リュート奏者ナカガワの「その手はくわなの・・・」

続「スイス音楽留学記バーゼルの風」

訃報相次ぐ

2014年05月14日 14時54分21秒 | 音楽系
リュート関連の訃報が相次いでいます。

イギリスの製作家、スティーブン・ゴットリープ氏とスイスの演奏家、教育家、オイゲン・ミュラー・ドンボワ氏の訃報をイギリスのリュート協会から、あと個人的にも連絡を頂きました。

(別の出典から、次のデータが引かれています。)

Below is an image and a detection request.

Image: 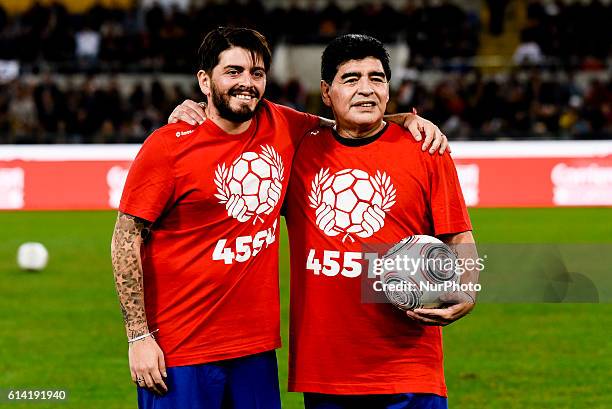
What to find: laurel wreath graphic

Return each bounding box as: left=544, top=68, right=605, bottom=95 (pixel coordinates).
left=308, top=168, right=331, bottom=209
left=309, top=168, right=397, bottom=242
left=260, top=144, right=285, bottom=182
left=214, top=145, right=285, bottom=224
left=214, top=162, right=231, bottom=204
left=215, top=163, right=231, bottom=204
left=371, top=170, right=397, bottom=211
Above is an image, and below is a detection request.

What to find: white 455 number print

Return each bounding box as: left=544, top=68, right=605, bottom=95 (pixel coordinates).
left=213, top=220, right=278, bottom=264
left=306, top=249, right=380, bottom=278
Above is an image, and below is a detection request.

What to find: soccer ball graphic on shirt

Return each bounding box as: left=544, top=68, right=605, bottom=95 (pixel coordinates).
left=215, top=145, right=284, bottom=224
left=309, top=168, right=396, bottom=242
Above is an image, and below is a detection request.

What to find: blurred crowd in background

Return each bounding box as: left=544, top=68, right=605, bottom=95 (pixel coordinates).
left=3, top=68, right=610, bottom=143
left=1, top=75, right=187, bottom=143
left=0, top=0, right=480, bottom=71
left=0, top=0, right=611, bottom=143
left=514, top=0, right=612, bottom=68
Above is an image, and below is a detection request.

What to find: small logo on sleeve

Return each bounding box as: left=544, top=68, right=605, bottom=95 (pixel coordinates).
left=176, top=130, right=194, bottom=138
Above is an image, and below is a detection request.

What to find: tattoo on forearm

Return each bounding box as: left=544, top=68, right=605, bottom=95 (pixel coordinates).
left=111, top=213, right=152, bottom=339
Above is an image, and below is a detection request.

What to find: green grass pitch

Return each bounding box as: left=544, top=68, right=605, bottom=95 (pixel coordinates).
left=0, top=208, right=610, bottom=408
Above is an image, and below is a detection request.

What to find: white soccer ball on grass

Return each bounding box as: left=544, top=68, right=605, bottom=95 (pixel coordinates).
left=17, top=242, right=49, bottom=271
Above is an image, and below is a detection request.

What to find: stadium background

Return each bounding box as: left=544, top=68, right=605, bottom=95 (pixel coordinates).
left=0, top=0, right=611, bottom=408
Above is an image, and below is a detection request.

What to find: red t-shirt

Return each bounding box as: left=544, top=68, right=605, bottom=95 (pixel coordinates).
left=120, top=100, right=319, bottom=367
left=285, top=123, right=472, bottom=395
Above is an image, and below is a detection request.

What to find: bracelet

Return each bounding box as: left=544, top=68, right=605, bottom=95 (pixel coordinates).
left=128, top=329, right=159, bottom=344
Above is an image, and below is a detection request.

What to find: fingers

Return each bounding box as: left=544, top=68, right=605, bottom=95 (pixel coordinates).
left=142, top=372, right=162, bottom=395
left=411, top=302, right=473, bottom=325
left=226, top=195, right=238, bottom=214
left=407, top=121, right=422, bottom=142
left=182, top=100, right=207, bottom=123
left=169, top=107, right=197, bottom=125
left=315, top=203, right=332, bottom=225
left=406, top=113, right=448, bottom=154
left=359, top=219, right=375, bottom=237
left=227, top=195, right=243, bottom=218
left=371, top=204, right=386, bottom=219
left=175, top=107, right=204, bottom=126
left=158, top=353, right=168, bottom=379
left=439, top=138, right=449, bottom=155
left=168, top=99, right=207, bottom=125
left=236, top=200, right=248, bottom=222
left=133, top=368, right=161, bottom=394
left=268, top=180, right=282, bottom=203
left=433, top=130, right=449, bottom=155
left=182, top=99, right=206, bottom=113
left=357, top=205, right=386, bottom=238
left=428, top=129, right=443, bottom=154
left=406, top=310, right=448, bottom=326
left=363, top=207, right=384, bottom=230
left=150, top=366, right=168, bottom=394
left=414, top=305, right=457, bottom=318
left=407, top=304, right=461, bottom=326
left=129, top=339, right=168, bottom=395
left=322, top=219, right=336, bottom=236
left=318, top=205, right=337, bottom=235
left=227, top=195, right=249, bottom=221
left=168, top=107, right=180, bottom=124
left=228, top=196, right=241, bottom=217
left=227, top=195, right=249, bottom=222
left=137, top=363, right=167, bottom=395
left=421, top=123, right=435, bottom=152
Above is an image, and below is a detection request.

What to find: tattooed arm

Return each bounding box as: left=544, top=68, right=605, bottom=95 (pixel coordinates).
left=111, top=212, right=167, bottom=394
left=111, top=212, right=150, bottom=338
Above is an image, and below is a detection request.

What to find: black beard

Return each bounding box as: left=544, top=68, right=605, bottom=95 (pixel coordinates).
left=211, top=83, right=262, bottom=123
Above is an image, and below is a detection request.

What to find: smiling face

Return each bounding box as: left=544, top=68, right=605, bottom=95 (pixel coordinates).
left=198, top=46, right=266, bottom=123
left=321, top=57, right=389, bottom=135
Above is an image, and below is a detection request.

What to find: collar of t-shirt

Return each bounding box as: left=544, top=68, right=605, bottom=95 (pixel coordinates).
left=331, top=121, right=389, bottom=147
left=201, top=114, right=259, bottom=139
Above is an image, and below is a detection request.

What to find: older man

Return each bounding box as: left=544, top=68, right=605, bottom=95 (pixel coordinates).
left=283, top=34, right=477, bottom=409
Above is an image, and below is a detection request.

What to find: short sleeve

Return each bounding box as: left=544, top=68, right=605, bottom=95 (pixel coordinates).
left=119, top=130, right=175, bottom=222
left=271, top=102, right=320, bottom=145
left=429, top=153, right=472, bottom=236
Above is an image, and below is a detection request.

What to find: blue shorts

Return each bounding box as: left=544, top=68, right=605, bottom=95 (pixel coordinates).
left=137, top=350, right=280, bottom=409
left=304, top=392, right=448, bottom=409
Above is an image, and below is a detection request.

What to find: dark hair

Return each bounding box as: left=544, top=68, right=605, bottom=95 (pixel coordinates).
left=321, top=34, right=391, bottom=84
left=198, top=27, right=272, bottom=73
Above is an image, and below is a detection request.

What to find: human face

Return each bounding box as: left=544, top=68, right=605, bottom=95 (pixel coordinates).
left=198, top=47, right=267, bottom=123
left=321, top=57, right=389, bottom=135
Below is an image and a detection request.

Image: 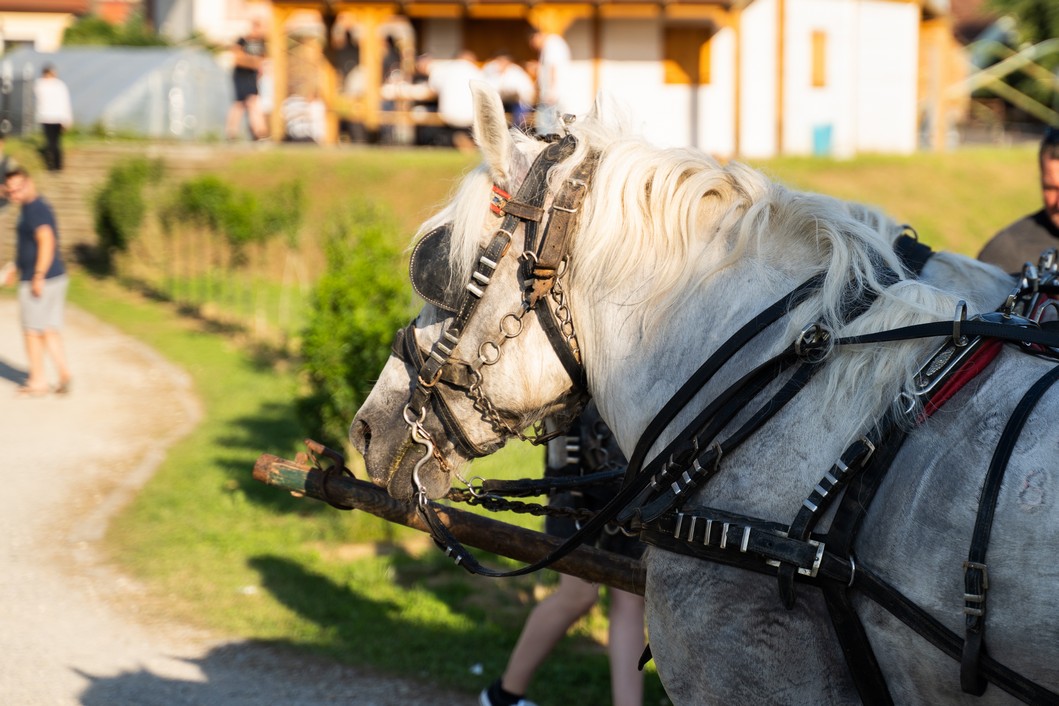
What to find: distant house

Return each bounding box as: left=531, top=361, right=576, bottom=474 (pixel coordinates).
left=0, top=0, right=89, bottom=53
left=255, top=0, right=955, bottom=157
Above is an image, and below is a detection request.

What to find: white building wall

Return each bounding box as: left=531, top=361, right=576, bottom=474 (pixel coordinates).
left=563, top=19, right=596, bottom=118
left=0, top=13, right=74, bottom=53
left=784, top=0, right=918, bottom=157
left=739, top=0, right=778, bottom=158
left=784, top=0, right=857, bottom=157
left=420, top=19, right=461, bottom=59
left=699, top=26, right=737, bottom=156
left=598, top=20, right=666, bottom=142
left=854, top=1, right=918, bottom=153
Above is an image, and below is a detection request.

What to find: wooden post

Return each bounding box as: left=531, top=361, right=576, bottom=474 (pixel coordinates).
left=268, top=6, right=291, bottom=142
left=253, top=453, right=647, bottom=595
left=347, top=5, right=396, bottom=135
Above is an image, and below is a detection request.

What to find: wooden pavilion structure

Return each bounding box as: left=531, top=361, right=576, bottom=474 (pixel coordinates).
left=265, top=0, right=734, bottom=144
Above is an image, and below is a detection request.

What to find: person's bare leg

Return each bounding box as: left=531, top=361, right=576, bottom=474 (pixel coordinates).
left=43, top=330, right=70, bottom=387
left=226, top=101, right=246, bottom=139
left=501, top=574, right=599, bottom=694
left=22, top=330, right=47, bottom=390
left=246, top=95, right=267, bottom=139
left=607, top=589, right=646, bottom=706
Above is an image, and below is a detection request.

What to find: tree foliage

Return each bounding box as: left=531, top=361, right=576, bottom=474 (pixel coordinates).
left=987, top=0, right=1059, bottom=46
left=298, top=203, right=413, bottom=449
left=63, top=12, right=169, bottom=47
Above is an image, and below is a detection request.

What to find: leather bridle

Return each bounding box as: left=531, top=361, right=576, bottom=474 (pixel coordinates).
left=390, top=134, right=598, bottom=498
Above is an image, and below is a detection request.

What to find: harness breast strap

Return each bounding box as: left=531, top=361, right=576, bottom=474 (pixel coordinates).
left=961, top=363, right=1059, bottom=695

ゴットリープ氏は4月25日に亡くなられ、5月12日に葬儀が行われたとのことです。彼とは直接の面識はありませんが、彼の楽器は何度か弾いたことはあり、とてもいい楽器でした。そのうちに注文しようかと思っていましたが、かなわなくなりました。

ドンボワ氏は5月9日に亡くなられ6月4日が葬儀とのことです。彼は70年代古楽復興期のパイオニアのひとりで、多くの弟子を育てました。私が10代の終わり頃に聴いた2枚のレコード「天使のメロディ<バロック音楽とその周辺>シリーズ、ルネサンス時代とリュート音楽」と「同シリーズバロック音楽へのお誘い」特に印象に残っています。特に後者のレコードは彼の演奏はヴァイスのファンタジア1曲だけでしたが、初めて聴くバロック・リュートの演奏は衝撃的でした。

1979年にスイスに行ったときに、幸いにも彼のレッスンをスコラで受けることができました。


バーゼル・スコラ・カントルムでドンボワ氏のレッスンを受ける筆者(さすがに若いです)(*^-^*)

社交的な意味合いだった思いますが、レッスン後に「今日はとてもいい音楽を聴かせてもらったよ」とおっしゃったそのことばがとても嬉しく今も心に残っています。その何年か前に彼は右手が腱鞘炎になり、手術をしたそうですがうまくいかず、右指が上がらなくなっていました。その時のレッスンも実際に楽器が弾けないので、クラヴィコードでレッスンをして頂きました。右手は鍵盤楽器の動作には問題がなかったようです。

お二方のご冥福を謹んでお祈り致します。